I think that is one of the inherit problems of anarchy. In theory it is great but the realities of it are more than challenging. Will Rogers compared communism to prohibition. “ It’s a good idea it just don’t work” and I think the same comparison applies to anarchy as well.
First, an idea that doesn't work is not a good idea. Communism and prohibition didn't work because they are contrary to human nature. They are both expressions of the same fallacious idea: that people are too stupid and wicked to control their own lives, so some other people, who are necessarily also stupid and wicked, must be empowered to rule over them. It is extremely relevant to note that this is the very premise on which all justifications for the state are based.
Anarchy is always one argument away from things turning into ochlarchy.
Unfounded assertion. Please explain your reasoning.
The Free Danes in medieval England was about as close to an anarchist system as has been tried.
Actually, the Icelandic goðorð system, the Irish túatha under the Brehon laws, the Pennsylvanian Quakers, and the American frontier were far more anarchic, as they had no monopoly state to organize them. The Free Danes did, even though it was limited in scope and power.
If such a system would work in our style of democracy is more than questionable. I say probably not.
And you'd be right. Democracy is entirely unsuitable to the protection of individual rights, as it is not based on any particular moral principles. In fact, it is exclusive to any moral principles whatsoever except for "might makes right". Or inversely, if a government were to be founded upon any moral principle (which by definition would attempt to describe an "ought" applicable to all persons at all times in any situation), any democratic power would inevitably lead to actions by the government which would contradict it, rendering such government illegitimate. Furthermore, if a people were capable of discovering moral principles in the first place, then they would need no organization of government to do so. In either case, democracy is incapable of rendering justice or protecting liberty, which are the only stated purposes of government in the first place.
I don’t think the majority of people would accept it particularly in an electoral democracy. I personally don’t favor electoral governments. I think sortitional methods are much more representative of the people.
That doesn't make sortition a just or moral means of governance. All governments, representative or otherwise, are founded on the assumption that the very people who are incapable of ruling themselves must be empowered to rule others. This is a blatant contradiction, which is to say, objectively wrong. Which leaves the state-defender to categorize people into seperate classes of: the political order, who are assumed to be intellectually and morally qualified to control a monopoly on legalized violence; and everyone else, who are assumed to be too stupid and wicked to hold the same power.

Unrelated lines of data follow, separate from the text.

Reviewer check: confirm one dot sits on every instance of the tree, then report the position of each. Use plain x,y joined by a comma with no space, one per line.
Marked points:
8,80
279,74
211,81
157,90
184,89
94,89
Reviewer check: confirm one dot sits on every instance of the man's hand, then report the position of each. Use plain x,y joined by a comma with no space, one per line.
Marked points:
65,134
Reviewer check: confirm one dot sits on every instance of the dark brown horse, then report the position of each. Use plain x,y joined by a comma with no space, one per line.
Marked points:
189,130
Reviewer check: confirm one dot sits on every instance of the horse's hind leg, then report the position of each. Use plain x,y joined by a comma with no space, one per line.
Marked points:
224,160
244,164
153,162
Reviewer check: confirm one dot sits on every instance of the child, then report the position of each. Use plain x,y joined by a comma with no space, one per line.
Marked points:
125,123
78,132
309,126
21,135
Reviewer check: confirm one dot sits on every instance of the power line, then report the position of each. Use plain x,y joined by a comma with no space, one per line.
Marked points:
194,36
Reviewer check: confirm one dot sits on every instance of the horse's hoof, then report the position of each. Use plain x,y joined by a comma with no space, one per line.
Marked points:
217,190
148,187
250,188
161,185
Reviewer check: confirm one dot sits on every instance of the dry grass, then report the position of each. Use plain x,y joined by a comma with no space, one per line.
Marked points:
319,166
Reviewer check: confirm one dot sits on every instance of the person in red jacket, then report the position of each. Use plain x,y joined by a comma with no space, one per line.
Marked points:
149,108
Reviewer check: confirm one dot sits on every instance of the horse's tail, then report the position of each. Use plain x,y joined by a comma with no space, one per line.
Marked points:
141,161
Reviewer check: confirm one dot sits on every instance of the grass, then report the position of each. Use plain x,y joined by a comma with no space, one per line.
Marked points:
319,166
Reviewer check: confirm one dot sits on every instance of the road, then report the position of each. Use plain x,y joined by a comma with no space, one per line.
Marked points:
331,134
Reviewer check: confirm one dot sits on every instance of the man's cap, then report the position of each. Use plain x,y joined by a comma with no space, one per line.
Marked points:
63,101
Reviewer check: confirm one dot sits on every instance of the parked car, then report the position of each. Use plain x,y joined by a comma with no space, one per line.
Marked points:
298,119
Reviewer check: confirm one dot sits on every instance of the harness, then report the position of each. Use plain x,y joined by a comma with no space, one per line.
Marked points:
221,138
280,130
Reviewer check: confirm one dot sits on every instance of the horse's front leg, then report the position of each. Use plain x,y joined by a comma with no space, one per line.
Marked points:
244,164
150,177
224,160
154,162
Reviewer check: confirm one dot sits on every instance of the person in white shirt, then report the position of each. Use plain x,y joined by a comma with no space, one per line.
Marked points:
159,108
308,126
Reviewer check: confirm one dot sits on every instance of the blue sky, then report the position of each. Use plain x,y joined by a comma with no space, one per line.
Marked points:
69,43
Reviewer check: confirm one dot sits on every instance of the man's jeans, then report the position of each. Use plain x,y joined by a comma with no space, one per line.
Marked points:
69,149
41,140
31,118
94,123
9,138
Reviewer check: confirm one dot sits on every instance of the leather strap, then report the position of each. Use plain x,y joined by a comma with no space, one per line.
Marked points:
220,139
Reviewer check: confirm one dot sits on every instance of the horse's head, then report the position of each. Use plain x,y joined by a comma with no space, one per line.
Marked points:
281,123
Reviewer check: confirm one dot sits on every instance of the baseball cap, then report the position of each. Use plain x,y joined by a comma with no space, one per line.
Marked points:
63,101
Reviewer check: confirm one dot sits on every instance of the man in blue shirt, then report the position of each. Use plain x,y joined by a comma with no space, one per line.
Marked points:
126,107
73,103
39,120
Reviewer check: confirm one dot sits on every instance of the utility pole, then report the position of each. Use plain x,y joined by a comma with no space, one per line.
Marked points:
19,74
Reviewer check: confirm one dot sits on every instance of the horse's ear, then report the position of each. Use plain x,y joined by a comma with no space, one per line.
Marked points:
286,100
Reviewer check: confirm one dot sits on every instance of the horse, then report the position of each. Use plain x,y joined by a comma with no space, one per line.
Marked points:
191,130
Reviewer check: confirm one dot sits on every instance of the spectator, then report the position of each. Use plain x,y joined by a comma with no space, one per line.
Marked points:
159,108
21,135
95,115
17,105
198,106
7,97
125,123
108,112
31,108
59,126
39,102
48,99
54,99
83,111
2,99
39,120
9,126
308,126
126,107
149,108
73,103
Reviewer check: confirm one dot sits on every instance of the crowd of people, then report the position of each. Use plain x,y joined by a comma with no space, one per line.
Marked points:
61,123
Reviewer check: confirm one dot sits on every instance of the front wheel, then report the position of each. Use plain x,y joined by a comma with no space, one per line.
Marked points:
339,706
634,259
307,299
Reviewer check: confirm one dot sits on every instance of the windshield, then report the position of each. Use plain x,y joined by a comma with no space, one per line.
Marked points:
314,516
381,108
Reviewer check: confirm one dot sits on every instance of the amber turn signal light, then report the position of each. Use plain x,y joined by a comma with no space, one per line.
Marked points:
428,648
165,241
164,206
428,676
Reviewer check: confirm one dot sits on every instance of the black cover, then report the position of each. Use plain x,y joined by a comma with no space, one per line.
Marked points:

This is also a blatant contradiction, as human morality is universal to all persons, making such categorization absurd. But even if it were possible to make such distinctions, the state-defender must empower the enlightened, morally superior class to
choose themselves, as the intellectually and morally bankrupt masses are, by nature, incapable of choosing them. And here we run into further contradictions. All human experience has shown that leaders, either self-appointed or elected, disagree with one another. This means that only
some of those capable to rule are, in fact, capable to rule. Which means that there must be a further distinction within the political order. Perhaps a hierarchy of good-ness and intelligence, which renders some more worthy of rulership than others. But since we, the wicked, dumb masses are incapable of determining their worthiness (because if we were not so incapable we would have no need of their rule), we must leave the better rulers to determine their own worthiness within their own class, and exclude others from the power which they must possess. Because since they alone are smart enough, good enough, and
right enough to rule, they must have the exclusive power to do so.
So all arguments for government are, in fact, arguments for unilateral despotism. Of course, people know instinctively that this is falsehood. Yet they are not willing to face the opposite conclusion: that people are intellectually and morally capable of governing themselves, and of dealing fairly and effectively with the few who attempt to dominate others. Such a condition would be anarchy, after all - and the state-defender begins his argument from the
assumption that anarchy is a bad thing.
So since the logical conclusion of liberty is rejected without examination, and since the logical conclusion of absolute tyranny is intolerable to the human mind and spirit, we instead live in a world of total moral contradiction. We have a little bit of democracy, a little bit of autocracy, and a nod and a wink to rights and justice. But in the end it leads to the same place that all moral inconsistency leads: a condition of "might makes right", which in practice is nothing more than slavery.